Отныне ей предстояло скрывать недуг мужа от мамы, а мамин — от мужа.

— Вот когда он придет…

— Я же просила тебя не курить, — опять куда-то в пространство прошептала дочь. — Это была единственная просьба, которую я бесконечно твердила, а ты не выполнила. Единственная и самая главная!

— Я честно старалась…

— Лучше бы ты не выполнила все остальные!

Мама вновь стала утешать ее осторожными, столь отличными от мужских, ласками и поцелуями, будто в девчачьи невозвратные годы дочь с кем-то поссорилась или пролила чернила на скатерть. Если б взрослые беды измерялись масштабами тех детских бед!..

— Я же только что пообещала тебе — и обещание не нарушу.

«Кабы это зависело от тебя… — Маша вздрогнула от своей мысли. — И хоть от кого-нибудь на свете зависело!»

— Вот придет наш муж — мы сядем за стол…

— Ему об этом диагнозе — ни полслова!

— Он и правда любит меня?

— Ты знаешь. И поэтому…

Она берегла маму, не извещая ее о новой, до приговоренности опасной болезни мужа. И о том, что Алексея Борисовича вызывала прокуратура. Она берегла мужа, решив не сообщать ему о болезни мамы. Кто-то же должен был и ее оберечь… Но и это выпало на собственную ее долю. А еще была надежда на четвертого человека в стране…

Тревожные мысли обручем сжимали Машину голову и мешали сосредоточиться на поисках записной книжки мужа.

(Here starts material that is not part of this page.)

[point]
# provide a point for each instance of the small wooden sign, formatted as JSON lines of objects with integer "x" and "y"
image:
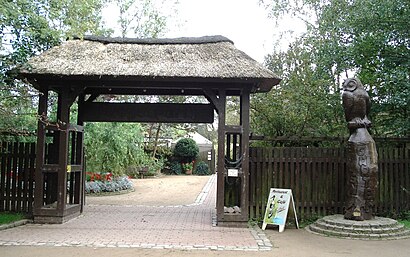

Спазмы все настойчивее и регулярней мешали ей пробиваться к самому главному, мешали оглядываться «с холодным вниманьем вокруг»… Ящик рабочего стола она выдвинула. С разных сторон стал заглядывать ей в глаза доверчивый детский почерк. Она отвлекалась на слова, фразы, абзацы. Но наконец нащупала в темном углу затаившуюся записную книжку. Раскрыла ее… Телефонные номера казались ей закодированными взаимоотношениями, характерами… Некоторые были зачеркнуты. Вместе с фамилиями и именами. По какой причине? Ссора, разлад или просто ненужность? А некоторые были обведены черной рамкой: абоненты уже отсутствовали на земле. Вот и закладка, которая углубилась в книжку и была еле видна. А вот и черный кружок. Все черное представлялось ей траурным. Кружок мог показаться и замкнутым кругом. Но внутри обитал номер, способный разомкнуть любой круг: то был знак беспредельного могущества власти.

Маша набрала номер четвертого человека в стране.